Rio Iriri (Arquivo JRS)

Araçá-buia - noção do tamanho (Arquivo JRS)

Preciosas sementes (Arquivo JRS)

               Gente é assim! Gente nasce numa família enraizada num lugar, com a sua cultura. Essa cultura é a nossa cultura, a nossa herança. É o nosso capital cultural inicial! Com o passar do tempo, só vamos acrescentando, recebendo novas contribuições, reordenando nossos rumos, definindo novas diretrizes. Ao que parece, podemos ser fiéis aos nossos princípios ou adotar outros contrários até mesmo a nós mesmos, que beneficiam poucos e destroem comunidades.

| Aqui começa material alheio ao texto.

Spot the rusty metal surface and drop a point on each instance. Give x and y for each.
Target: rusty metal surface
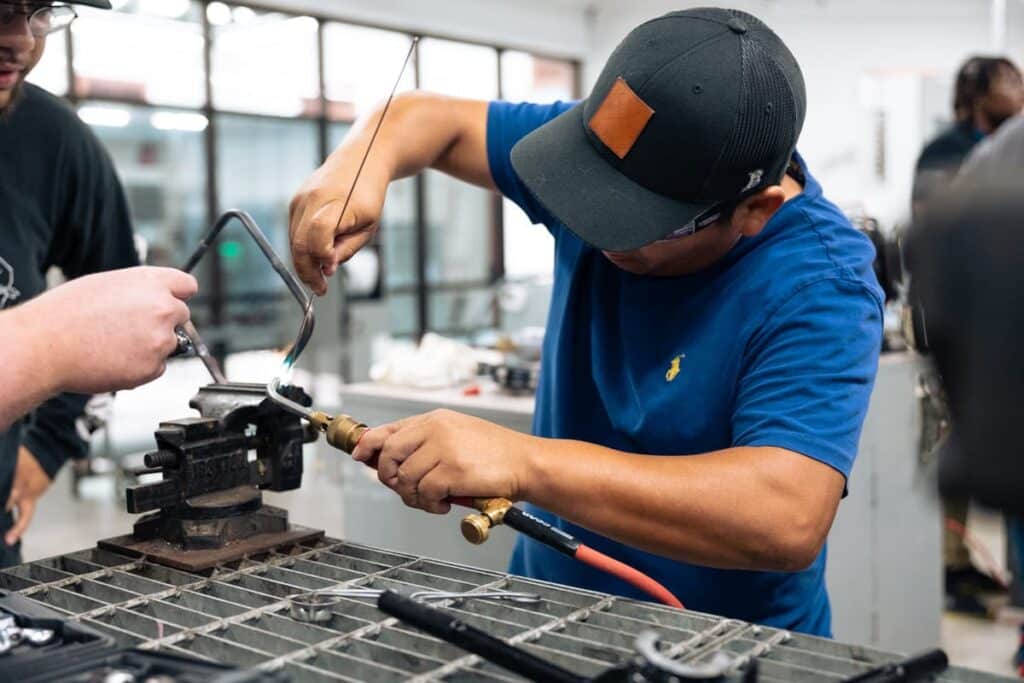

               Essas comunidades são minorias, têm pouca ou nenhuma representatividade. Portanto, estão mais fragilizadas no sistema político e econômico. Sendo assim, facilmente se deixam enganar por interesseiros religiosos, políticos, imobiliários etc. E tem gente que também se aproveita de aspectos culturais das comunidades. Eu conheço gente nossa que diz apoiar a nossa cultura caiçara, mas abraça abertamente políticos que sempre barraram iniciativas populares, de apoio às comunidades; que aprovam leis facilitadoras aos exploradores, aos destruidores das nossas  condições ambientais etc. E pior: fazem discursos que vão na direção de manter os privilégios de poucos e pioram a situação dos mais pobres! O discurso a seguir ajuda a entender melhor o rumo da prosa:

               “É o seguinte, meu amigo: esse pessoal que mora ali há muito tempo não tem documento da terra. Alguém é dono, tem provas legais. Pelo visto, tudo aquilo vai virar loteamento. Quem estiver morando, caso tenha dinheiro, poderá comprar seu lote. Logo começa o serviço topográfico, as vias serão demarcadas e as máquinas entrarão em ação. É o justo”.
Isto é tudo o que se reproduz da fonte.